Baarmoeder

De baarmoeder, ook wel uterus, is het vrouwelijke orgaan voor de voortplanting. De baarmoeder heeft ongeveer de vorm en grootte van een peer. De buitenste wand van de baarmoeder bestaat uit spierweefsel (myometrium). Terwijl de binnenkant van de baarmoederholte is bekleed met het endometrium.

De belangrijkste functie van de baarmoeder is om een bevrucht embryo te laten innestelen. Het embryo groeit in de baarmoeder uit tot foetus en blijft er tot de geboorte van de baby.

Anatomie van de baarmoeder

De menselijke baarmoeder bestaat uit twee onderdelen:

  • het lichaam van de baarmoeder (corpus uteri): het grootste deel van de baarmoeder, hierin vindt innesteling van het embryo plaats. Hieraan zitten de eileiders vast.
  • de baarmoederhals (cervix uteri, of ook wel verkort tot cervix) met de in de vagina zichtbare en voelbare baarmoedermond (de portio): dit is de verbinding met de vagina.

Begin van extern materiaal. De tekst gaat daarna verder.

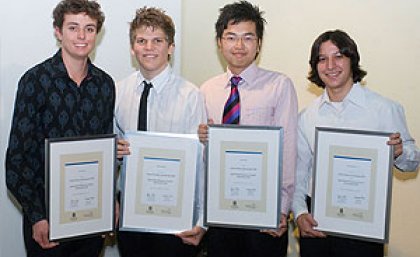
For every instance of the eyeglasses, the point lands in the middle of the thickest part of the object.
(157, 41)
(246, 39)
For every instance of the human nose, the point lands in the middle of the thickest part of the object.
(239, 42)
(81, 33)
(149, 44)
(330, 63)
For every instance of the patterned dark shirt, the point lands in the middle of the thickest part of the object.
(50, 105)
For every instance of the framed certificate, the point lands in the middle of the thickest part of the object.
(159, 182)
(352, 183)
(80, 186)
(243, 185)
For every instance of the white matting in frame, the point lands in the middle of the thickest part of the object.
(352, 183)
(80, 185)
(159, 182)
(244, 168)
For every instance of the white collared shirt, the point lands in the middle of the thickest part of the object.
(361, 109)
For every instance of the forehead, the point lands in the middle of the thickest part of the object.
(149, 31)
(241, 27)
(79, 18)
(328, 47)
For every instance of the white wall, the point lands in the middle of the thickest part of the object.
(26, 39)
(388, 36)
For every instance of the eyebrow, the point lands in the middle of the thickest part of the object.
(72, 23)
(243, 34)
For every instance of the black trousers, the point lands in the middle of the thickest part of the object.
(228, 242)
(136, 244)
(86, 247)
(333, 246)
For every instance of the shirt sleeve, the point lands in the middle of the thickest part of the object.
(286, 113)
(25, 155)
(303, 172)
(409, 159)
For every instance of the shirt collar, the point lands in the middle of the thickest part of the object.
(248, 75)
(159, 81)
(355, 96)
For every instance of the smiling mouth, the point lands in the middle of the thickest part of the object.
(81, 45)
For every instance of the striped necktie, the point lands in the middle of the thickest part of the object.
(232, 110)
(142, 121)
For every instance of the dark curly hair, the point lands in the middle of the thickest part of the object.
(91, 8)
(346, 46)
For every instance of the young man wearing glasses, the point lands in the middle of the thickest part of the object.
(173, 105)
(264, 98)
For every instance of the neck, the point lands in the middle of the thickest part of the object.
(338, 94)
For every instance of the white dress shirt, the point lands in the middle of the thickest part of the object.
(268, 98)
(361, 109)
(174, 105)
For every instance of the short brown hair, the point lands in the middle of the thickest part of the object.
(90, 7)
(154, 18)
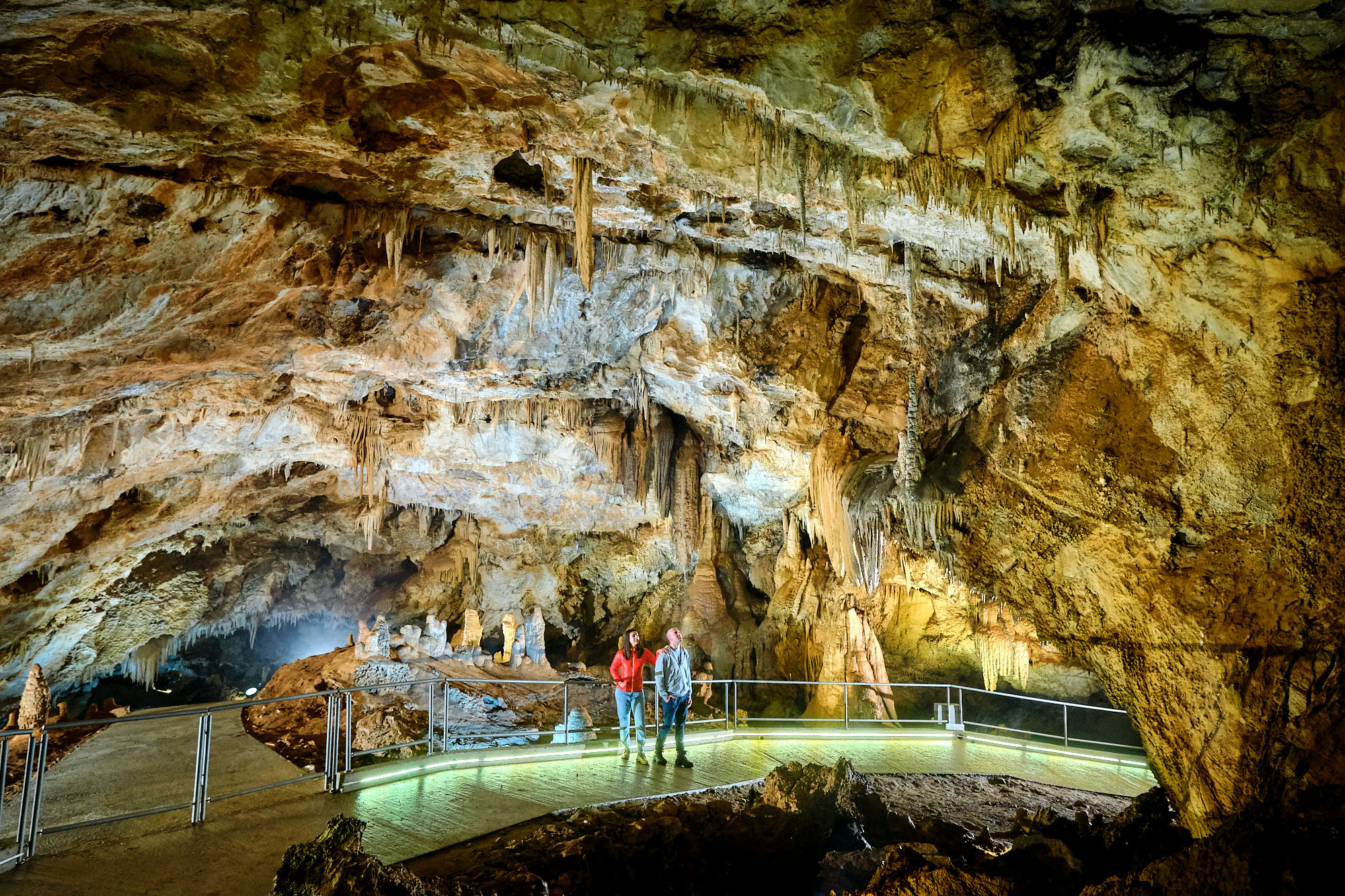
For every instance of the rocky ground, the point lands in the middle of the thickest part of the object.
(512, 706)
(817, 830)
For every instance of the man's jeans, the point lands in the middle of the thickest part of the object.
(675, 713)
(626, 704)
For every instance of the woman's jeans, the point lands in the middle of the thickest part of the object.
(675, 715)
(625, 705)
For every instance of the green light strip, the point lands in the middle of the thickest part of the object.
(735, 735)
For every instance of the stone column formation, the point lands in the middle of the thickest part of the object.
(36, 704)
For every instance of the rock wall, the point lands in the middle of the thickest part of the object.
(297, 296)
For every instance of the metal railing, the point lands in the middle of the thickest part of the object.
(890, 704)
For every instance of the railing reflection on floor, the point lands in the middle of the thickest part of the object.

De portio is bekleed met plaveiselepitheel, het endocervicale kanaal met slijmproducerend cilinderepitheel. Je kunt je baarmoedermond ook zelf voelen en bekijken d.m.v. zelfonderzoek.

De baarmoeder tijdens een orgasme

Tijdens seksuele opwinding richt de baarmoeder van een vrouw zich op. Zij wordt naar boven getrokken waardoor ook de vagina wat langer wordt en penetratie mogelijk wordt gemaakt.

Als een vrouw een orgasme beleeft trekken de bekkenbodemspieren zich samen. Door deze bekkenbodemspieren te trainen, met simpele oefeningen, kun je makkelijker klaarkomen en betere en langere orgasmes ervaren.

Ook de baarmoederspier trekt zich samen tijdens het orgasme samen. Sommige vrouwen voelen dit niet of nauwelijks, anderen vinden het een heel prettig gevoel. Na het orgasme kan het wel 5 tot 10 minuten duren voordat de baarmoeder weer haar normale positie heeft ingenomen.